I am considering wiring my layout to include DCC control of my 4 atlas code 100 turnouts (only number on the package is #851 but I have both right and left hand turnouts). In the future I would like to add 2 more turnouts. I have never dealt with DCC control of turnouts so I need some information in what you all recommend for hardware I will need to do this. I figure I will need stationary decoders but will the atlas switch machines run from dcc power? My dcc system is an NCE power cab. Thanks in advance.
-Art


----------



## xrunner (Jul 29, 2011)

Artieiii said:


> I figure I will need stationary decoders but will the atlas switch machines run from dcc power? My dcc system is an NCE power cab. Thanks in advance.
> -Art


I got a Digitrax DS52 to play with.
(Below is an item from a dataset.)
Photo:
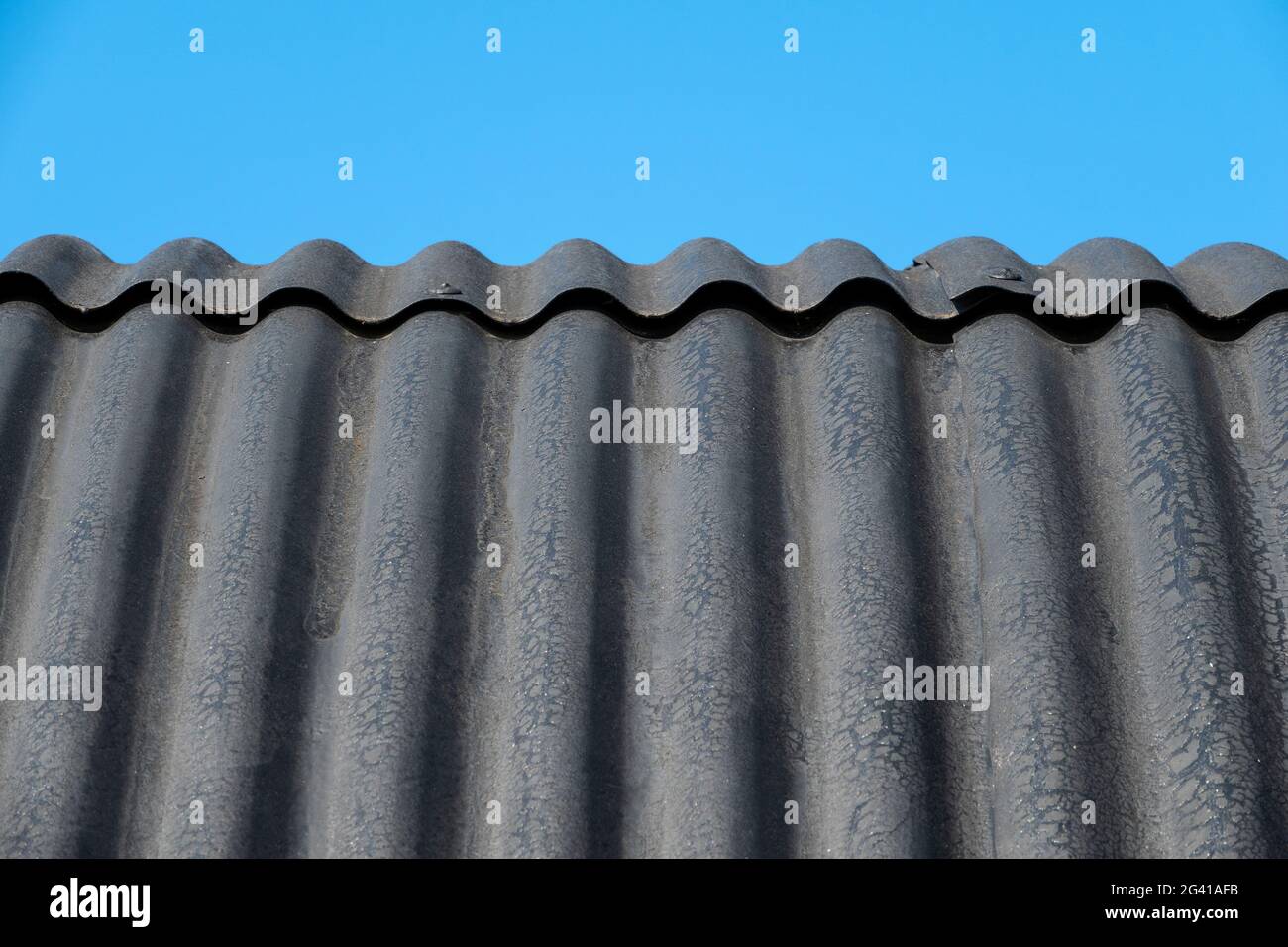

It gets power from the tracks and runs the switches from that. It looks like it will work with most switches out there. I plan on playing with it this weekend -

http://www.digitrax.com/prd_statdec_ds52.php


----------



## Artieiii (Apr 25, 2011)

xrunner said:


> I got a Digitrax DS52 to play with. It gets power from the tracks and runs the switches from that. It looks like it will work with most switches out there. I plan on playing with it this weekend -
> 
> http://www.digitrax.com/prd_statdec_ds52.php


Let me know how it works for you. I could rig it to run 2 switches at a time so my trains can go from inner loop to outer loop with just 2 choices on my power cab. 
-Art


----------



## jonyb (Mar 20, 2011)

Looks like a good idea!


----------



## xrunner (Jul 29, 2011)

Artieiii said:


> Let me know how it works for you. I could rig it to run 2 switches at a time so my trains can go from inner loop to outer loop with just 2 choices on my power cab.
> -Art


I didn't forget, I just got a wild hair and worked on an addition to my layout table this weekend. I'll try to test the turnout module tomorrow.


----------



## xrunner (Jul 29, 2011)

Artieiii said:


> Let me know how it works for you. I could rig it to run 2 switches at a time so my trains can go from inner loop to outer loop with just 2 choices on my power cab.
> -Art


OK I just tested it with a temp setup. I wired the outputs up to one Kato switch and used clip leads to connect to the track. I operated the switch from the DT402 controller and it worked perfectly. It says you can wire a single output to 2 Atlas switches or 4 Kato switches.


----------